「ステータス、オール1……う、嘘だろ」
震える手の中にある計測球が示す数字は何度見てもすべて、1だった。
「前に、ウソーが模写されたときに、ココル、が、鑑定してくれたウソ―、の、ステータス、も、全部、1になってた」
『カインさん。エーテ、思考や動きはあの人を模写しているかもしれませんが、ステータスはグレンさん並みです。そして、あの身体なので硬さはグレンさん以上です。……で、もう一つ。気になることが、模写されたあの人のステータス全て……1になってるんです。エーテの巻き添えで死ぬかもしれません。

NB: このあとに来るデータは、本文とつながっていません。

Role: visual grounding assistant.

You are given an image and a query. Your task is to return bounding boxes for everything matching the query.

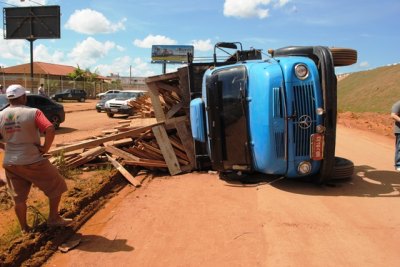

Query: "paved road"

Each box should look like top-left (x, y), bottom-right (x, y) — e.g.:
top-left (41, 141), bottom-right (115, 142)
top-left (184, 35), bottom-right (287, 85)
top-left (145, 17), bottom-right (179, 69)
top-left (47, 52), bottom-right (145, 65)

top-left (46, 127), bottom-right (400, 267)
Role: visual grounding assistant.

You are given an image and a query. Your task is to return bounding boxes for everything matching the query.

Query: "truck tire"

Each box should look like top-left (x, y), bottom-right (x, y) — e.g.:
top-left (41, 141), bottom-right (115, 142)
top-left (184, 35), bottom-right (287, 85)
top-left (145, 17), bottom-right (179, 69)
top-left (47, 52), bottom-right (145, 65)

top-left (50, 115), bottom-right (60, 130)
top-left (329, 47), bottom-right (357, 67)
top-left (331, 157), bottom-right (354, 180)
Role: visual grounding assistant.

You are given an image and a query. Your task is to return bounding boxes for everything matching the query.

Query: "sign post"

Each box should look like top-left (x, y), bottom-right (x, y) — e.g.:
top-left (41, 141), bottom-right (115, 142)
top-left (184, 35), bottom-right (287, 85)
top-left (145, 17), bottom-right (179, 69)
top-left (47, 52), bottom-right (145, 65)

top-left (151, 45), bottom-right (194, 74)
top-left (3, 6), bottom-right (61, 92)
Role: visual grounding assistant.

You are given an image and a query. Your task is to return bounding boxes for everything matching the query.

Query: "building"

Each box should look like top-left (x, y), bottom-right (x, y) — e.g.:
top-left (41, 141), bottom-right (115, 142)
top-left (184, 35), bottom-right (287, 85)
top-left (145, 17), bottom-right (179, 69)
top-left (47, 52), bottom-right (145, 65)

top-left (0, 62), bottom-right (110, 96)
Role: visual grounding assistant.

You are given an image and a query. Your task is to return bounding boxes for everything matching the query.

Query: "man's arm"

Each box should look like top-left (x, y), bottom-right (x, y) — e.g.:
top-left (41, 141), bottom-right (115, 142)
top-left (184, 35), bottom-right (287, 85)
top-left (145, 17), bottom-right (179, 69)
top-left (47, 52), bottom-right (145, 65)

top-left (390, 112), bottom-right (400, 122)
top-left (39, 125), bottom-right (56, 154)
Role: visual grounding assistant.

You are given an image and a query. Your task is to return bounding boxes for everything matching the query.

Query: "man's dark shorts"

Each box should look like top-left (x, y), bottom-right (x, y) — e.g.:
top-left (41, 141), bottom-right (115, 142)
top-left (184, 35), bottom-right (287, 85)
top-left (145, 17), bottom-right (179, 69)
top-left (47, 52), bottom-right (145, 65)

top-left (3, 159), bottom-right (67, 203)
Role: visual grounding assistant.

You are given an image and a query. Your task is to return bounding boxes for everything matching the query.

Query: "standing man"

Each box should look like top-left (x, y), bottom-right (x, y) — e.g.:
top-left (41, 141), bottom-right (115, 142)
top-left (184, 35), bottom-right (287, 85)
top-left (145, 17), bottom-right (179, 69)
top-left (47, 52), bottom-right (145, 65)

top-left (0, 84), bottom-right (71, 232)
top-left (38, 83), bottom-right (46, 96)
top-left (390, 100), bottom-right (400, 171)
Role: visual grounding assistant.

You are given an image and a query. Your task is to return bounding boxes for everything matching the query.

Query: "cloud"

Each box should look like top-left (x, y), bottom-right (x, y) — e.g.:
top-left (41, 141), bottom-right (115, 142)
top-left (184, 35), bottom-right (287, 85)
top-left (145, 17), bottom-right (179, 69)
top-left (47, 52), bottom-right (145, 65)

top-left (133, 34), bottom-right (177, 48)
top-left (65, 9), bottom-right (126, 34)
top-left (224, 0), bottom-right (290, 19)
top-left (33, 44), bottom-right (64, 64)
top-left (191, 39), bottom-right (214, 51)
top-left (68, 37), bottom-right (117, 68)
top-left (6, 0), bottom-right (47, 7)
top-left (224, 0), bottom-right (271, 19)
top-left (274, 0), bottom-right (290, 8)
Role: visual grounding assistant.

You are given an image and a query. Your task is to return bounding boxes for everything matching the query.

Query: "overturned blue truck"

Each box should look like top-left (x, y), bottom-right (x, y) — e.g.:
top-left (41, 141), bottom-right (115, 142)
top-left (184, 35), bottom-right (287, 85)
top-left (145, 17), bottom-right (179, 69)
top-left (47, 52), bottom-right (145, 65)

top-left (188, 42), bottom-right (357, 183)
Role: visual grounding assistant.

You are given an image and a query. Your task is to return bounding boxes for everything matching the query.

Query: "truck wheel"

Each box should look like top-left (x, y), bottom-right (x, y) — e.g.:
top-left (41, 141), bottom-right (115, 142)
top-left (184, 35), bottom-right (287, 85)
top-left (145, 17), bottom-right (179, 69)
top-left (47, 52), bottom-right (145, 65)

top-left (331, 157), bottom-right (354, 180)
top-left (50, 115), bottom-right (60, 130)
top-left (329, 47), bottom-right (357, 67)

そうするとエーテが制御不能になる可能性もあるかもしれません……』
「ウソーは叫ぶたびに息を乱すほど体力、が、落ちていた。お前、も、今そうなんじゃないか?」
『はははあ! 心配するな、お前らのような低ステータス者の模写なんてするか!? ふう~……あ~、楽だ。俺は高みの見物で、お前らの足掻くさまを楽しめるなんて。エーテ、お前は俺を守れ。カインはミーテ、キーテ、イーテ、お前らでやれ!』
『ふーっ! ふーっ! 怖いか、カイン? 遺物の、人形と、戦うのは……!』
『はあっはあっは……あはあ……カイン! 痛いか? 苦しいか? それが、俺の、味わった苦しみだ。お前の、存分に、味わえ!』
「お前の能力、を、模写する時、も、お前に浮かんだ術式が、全て、エーテキング、に、流れていったんだろう? 本当に模写、するのなら、お前、と、エーテキング、は、同じ術式が浮かぶ、はず。お前は、ただ、奪われたんだ。そして、呪い、を、かけられた」
「呪い?」
「弱体化、の、呪いだよ。古代文明でも、危険な、術式〔混毒〕」
それはマコットがエーテの記憶部分から見つけた術式だった。
「この、エーテキング、は、誰かを嵌める為の、罠、だったんだ。自分、の、分身を、作れるという、甘い蜜、を、見せつけて、誰かを弱らせて、殺す、つもりだった。強さ、永遠の命、もう一人の自分、そんなもの、を、欲しがる欲深い人間、を」
カインは真っ直ぐバリィを見つめ続けて言葉をつづけた。
ゆっくりと確実に伝わるように階段を一段一段上がるように。
バリィにとって、その階段は絞首台へと昇る階段と言えただろう。
震えはどんどんと大きくなり止まらない。
「う、嘘だ……」
「もう、戻れない、よ。バリィ。お前は、今、世界、で、一番、誰、よりも、」
「嘘だぁあああああああああああ!」
「弱い」
死刑宣告にも近い言葉にバリィは崩れ落ちる。
けれど、ハッと気づく。
まだ、彼には仲間がいた。
頼れる仲間が。
「た、助けてくれ……おまえ、ら……!」
「バリィ、あなたにはがっかりだわ。此処でお別れね」
振り返ったバリィの視界に入ったのは冷たい目をした、バリィの『元』仲間たちだった。